It was a sunny day for solar power when Congress decided to bail out Wall Street. Among the many ornaments hung on what became a Christmas-tree bill -- there were gifts for many industries beyond financial firms in the final bill that passed -- solar industry got its investment tax credit renewed for eight more years.

Let the sunshine in
It's an important piece of legislation for the industry. First, it provides a 30% tax credit for residential and commercial solar installations, and individuals who previously saw their credit capped at $2,000 saw that provision cancelled.

It also eliminated the ITC ban for taxpayers who are required to pay the hated alternative minimum tax, giving more people an opportunity to invest more in solar energy. And it did away with the restrictions on public utility being eligible for the energy credit.

Storm clouds rising
While it's easy to have a sunny disposition about the potential for the solar industry -- many solar stocks, like SunPower (NASDAQ:SPWRA), LDK Solar (NYSE:LDK), and Suntech Power (NYSE:STP), got a nice bounce when the bill passed the Senate -- there are no assurances that the investment tax credit will provide much immediate relief.

Hapoalim Securities analyst Gordon Johnson points out that 50% to 70% of solar projects are financed by debt, and the credit situation in the country hasn't improved to any extent, even with the massive bailout and capital injections the government has made. Thus, there is expected to be little lending available to finance solar projects, at least over the short term.
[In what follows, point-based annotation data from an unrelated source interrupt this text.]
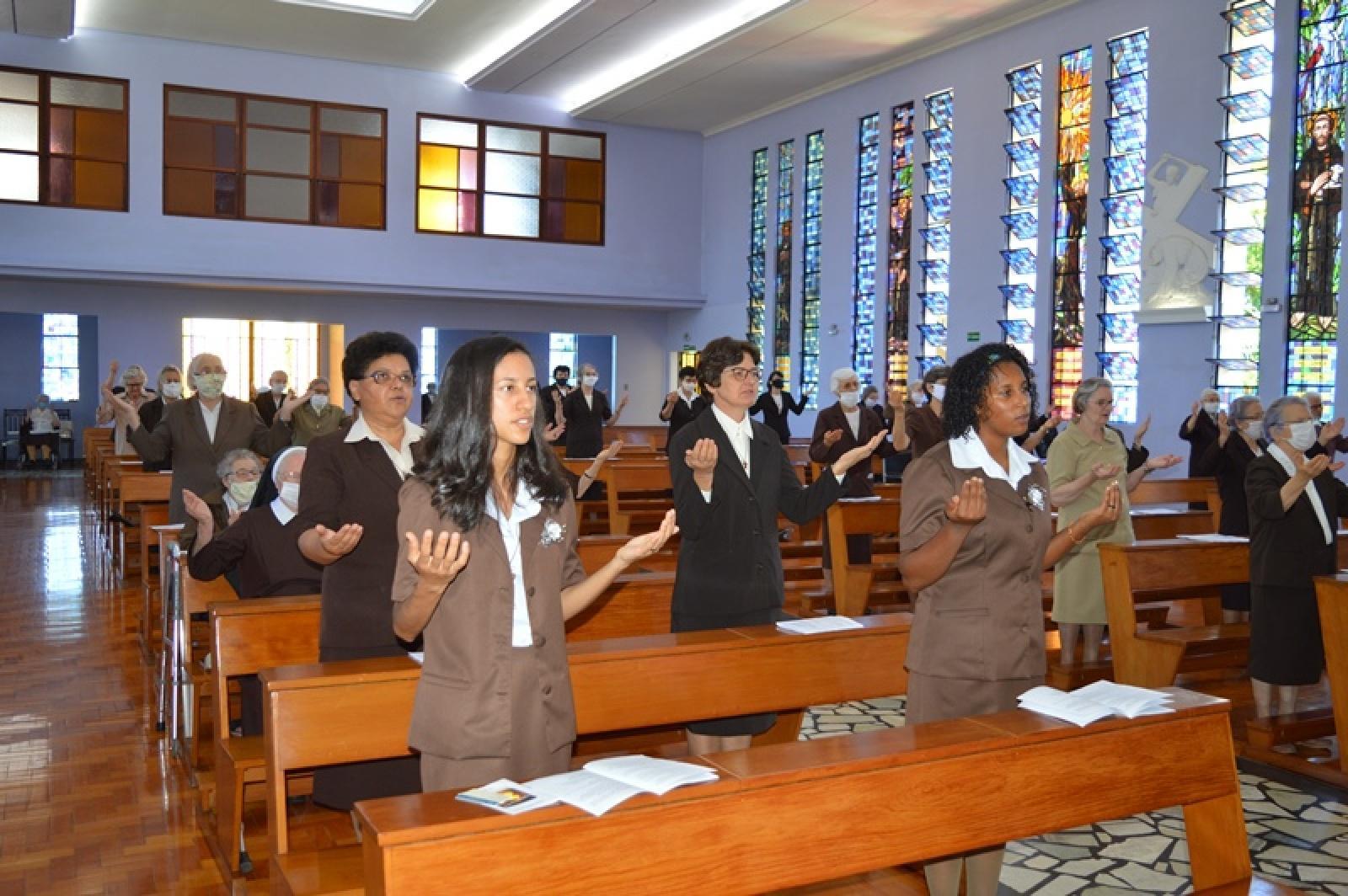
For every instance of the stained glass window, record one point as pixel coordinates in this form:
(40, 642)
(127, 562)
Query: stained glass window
(1318, 190)
(1022, 217)
(864, 248)
(1126, 166)
(936, 249)
(785, 202)
(812, 232)
(901, 242)
(758, 253)
(1069, 221)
The eight-year ITC extension is important for unlocking the value inherent in the solar industry, but investors would be wise to use caution when deciding if First Solar (NASDAQ:FSLR) or Evergreen Solar (NASDAQ:ESLR), for example, is a worthwhile investment. There had been plenty of exuberant forecasts driving estimates, but recently Goldman Sachs (NYSE:GS) and Lazard reined in their excesses.

A Foolish umbrella
There's a developing consensus that the U.S. can become a storehouse of demand for solar power, and the ITC is just one component furthering it. Yet with the country's credit woes still uncertain, lending criteria tightening, and supply issues that need to be worked out, what appear to be cheap valuations today may seem dear by next year. And that's a cloud that shouldn't pass over your portfolio.